The Henna Artist(40)



The parakeet whistled again and screeched, “Namaste! Bonjour! Welcome!”

The maharani looked at the doorway. There, peeking around the open door, was Malik. I stiffened. How many times had I told him to wait outside? Hadn’t I made it clear how critical the elder queen was to our future?

She beckoned him with a hooked forefinger, and he stepped gingerly into the room, looking for the source of the sound. I was thankful that I’d bought the long-sleeved yellow shirt and white pants for him the day Parvati had first mentioned a palace appointment. This morning after he arrived at Mrs. Iyengar’s, I’d washed and oiled his hair and scrubbed his neck and ears until they turned red. Today, he was even wearing sandals that fit.

The maharani was studying him curiously while he examined the bird, taking no note of her at all. “Would you like to say hello to my precious?”

Madho Singh flew off his perch and landed on the back of the maharani’s sofa. “Precious,” the parakeet repeated prettily.

Malik salaamed the bird with his graceful hand. “Good morning,” he said in his best English, not once taking his eyes off the parakeet.

The bird repeated, “Namaste! Bonjour! Welcome!”

Malik smiled. “Smart bird.”

“Smart bird,” repeated Madho Singh.

The maharani, who’d been watching Malik all the while with interest, asked, “How old are you?”

He seemed to give the matter some thought. First, he looked up at the ceiling, then back down to the maharani. “I prefer to be eight.”

The corners of her lipsticked mouth quivered, then gave way to a generous smile. “How perfectly charming.” Her laughter began in her chest and bubbled up to her throat, jangling her bracelets and rustling the folds of her sari. She looked from Malik to me. “Yours?”

I shook my head.

She turned to Malik. “Young man, what’s your favorite sweet?”

The bird mimicked, “What’s your favorite sweet?”

Malik scrunched up his face and looked again at the ceiling. “Rabri,” he said.

“Marvelous!

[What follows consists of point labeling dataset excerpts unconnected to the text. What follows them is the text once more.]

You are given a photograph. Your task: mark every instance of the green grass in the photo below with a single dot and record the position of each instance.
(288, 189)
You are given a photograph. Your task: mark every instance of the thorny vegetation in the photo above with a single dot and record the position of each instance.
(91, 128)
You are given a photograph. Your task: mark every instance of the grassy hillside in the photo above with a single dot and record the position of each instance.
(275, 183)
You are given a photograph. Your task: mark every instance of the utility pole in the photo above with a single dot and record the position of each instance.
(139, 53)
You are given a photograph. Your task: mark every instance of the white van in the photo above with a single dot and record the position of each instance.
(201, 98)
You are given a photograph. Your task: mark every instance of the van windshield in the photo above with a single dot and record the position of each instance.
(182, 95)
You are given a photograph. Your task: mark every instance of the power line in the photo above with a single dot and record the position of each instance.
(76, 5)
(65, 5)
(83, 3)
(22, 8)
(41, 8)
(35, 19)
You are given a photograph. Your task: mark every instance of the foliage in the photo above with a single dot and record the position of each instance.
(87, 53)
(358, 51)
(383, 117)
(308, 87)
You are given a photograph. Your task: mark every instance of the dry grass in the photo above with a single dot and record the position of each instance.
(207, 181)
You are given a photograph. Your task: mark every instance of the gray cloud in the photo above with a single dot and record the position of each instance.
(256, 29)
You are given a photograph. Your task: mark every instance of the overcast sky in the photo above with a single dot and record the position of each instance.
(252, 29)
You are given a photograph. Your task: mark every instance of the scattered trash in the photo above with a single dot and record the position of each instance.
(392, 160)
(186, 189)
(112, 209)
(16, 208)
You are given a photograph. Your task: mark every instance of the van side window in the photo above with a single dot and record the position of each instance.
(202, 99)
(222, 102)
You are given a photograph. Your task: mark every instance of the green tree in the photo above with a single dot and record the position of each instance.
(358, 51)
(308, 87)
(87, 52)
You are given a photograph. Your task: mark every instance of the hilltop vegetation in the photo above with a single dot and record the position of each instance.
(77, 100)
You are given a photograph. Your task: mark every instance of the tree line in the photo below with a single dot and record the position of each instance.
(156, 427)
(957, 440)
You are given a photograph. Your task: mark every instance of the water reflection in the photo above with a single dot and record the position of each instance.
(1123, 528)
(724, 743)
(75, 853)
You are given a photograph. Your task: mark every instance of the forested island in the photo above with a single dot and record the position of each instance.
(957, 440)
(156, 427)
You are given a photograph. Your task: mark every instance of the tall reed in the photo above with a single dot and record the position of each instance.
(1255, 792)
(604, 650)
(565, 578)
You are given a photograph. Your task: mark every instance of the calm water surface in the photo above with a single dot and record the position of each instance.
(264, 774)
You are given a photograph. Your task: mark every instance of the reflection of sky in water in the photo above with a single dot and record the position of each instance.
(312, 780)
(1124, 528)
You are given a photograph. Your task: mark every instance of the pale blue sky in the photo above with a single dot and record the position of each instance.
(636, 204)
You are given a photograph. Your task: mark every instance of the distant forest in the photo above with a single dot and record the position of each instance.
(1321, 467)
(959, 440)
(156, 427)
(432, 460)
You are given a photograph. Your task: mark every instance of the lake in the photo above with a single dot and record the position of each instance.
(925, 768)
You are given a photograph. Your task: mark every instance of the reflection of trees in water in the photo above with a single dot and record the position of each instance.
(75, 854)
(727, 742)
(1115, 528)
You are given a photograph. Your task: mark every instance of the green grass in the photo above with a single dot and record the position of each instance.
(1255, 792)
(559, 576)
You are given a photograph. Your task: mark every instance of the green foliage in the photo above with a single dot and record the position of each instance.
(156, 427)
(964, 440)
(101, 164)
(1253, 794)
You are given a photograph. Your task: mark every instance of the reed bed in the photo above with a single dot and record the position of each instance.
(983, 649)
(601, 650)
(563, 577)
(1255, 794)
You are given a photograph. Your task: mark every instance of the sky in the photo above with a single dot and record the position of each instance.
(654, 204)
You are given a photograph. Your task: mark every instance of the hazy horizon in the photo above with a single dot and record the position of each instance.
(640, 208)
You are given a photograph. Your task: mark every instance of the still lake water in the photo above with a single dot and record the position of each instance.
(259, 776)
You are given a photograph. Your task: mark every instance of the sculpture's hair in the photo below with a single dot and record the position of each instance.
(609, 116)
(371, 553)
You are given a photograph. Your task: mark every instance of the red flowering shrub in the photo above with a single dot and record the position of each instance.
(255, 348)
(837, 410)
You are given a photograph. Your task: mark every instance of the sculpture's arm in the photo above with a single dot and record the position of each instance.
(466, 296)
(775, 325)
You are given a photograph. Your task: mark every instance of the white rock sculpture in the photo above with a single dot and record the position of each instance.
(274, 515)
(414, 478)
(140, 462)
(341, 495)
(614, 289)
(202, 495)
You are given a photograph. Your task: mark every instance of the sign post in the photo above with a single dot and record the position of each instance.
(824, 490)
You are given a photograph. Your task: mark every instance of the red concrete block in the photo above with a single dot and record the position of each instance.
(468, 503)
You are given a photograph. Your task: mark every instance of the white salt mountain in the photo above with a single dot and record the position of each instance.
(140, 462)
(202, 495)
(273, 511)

We must tell Chef,” the maharani said, “to make you rabri at once.”

My face grew warm and I lurched forward to the sofa’s edge. “Your Highness. We’ve come to do your bidding, not for you to do ours.” Making rabri was tedious and time-consuming, requiring constant attention while the milk cooked and the water evaporated over a low flame for two hours, leaving only the cream. It was impertinent to ask the palace for it!

The maharani opened her eyes wider. “But it would give Madho Singh the greatest pleasure. Would it not?”

The bird blinked. “I love sweets.”

Malik darted his eyes at me, the slightest smile on his lips, as if asking what game we were playing, and if he might be allowed to join.

I protested. “Your Highness, rabri takes so long to make—”

“Precisely.” She turned to the door and another attendant came forward. She instructed him to take Malik to the kitchen and not to return until the boy had had his fill of rabri. “Make sure Chef doesn’t send the boy off to one of the other kitchens. And take Madho Singh with you.” To me, she said, “He loves sweets.”

Malik’s eyes were huge as he turned to look at me. I lifted one shoulder slightly. Who was I to argue with a maharani? As if he had understood the maharani perfectly, the parakeet flew off of the divan and settled on the white-coated shoulder of the attendant.

“I love sweets,” Madho Singh repeated as Malik followed bird and attendant out the door.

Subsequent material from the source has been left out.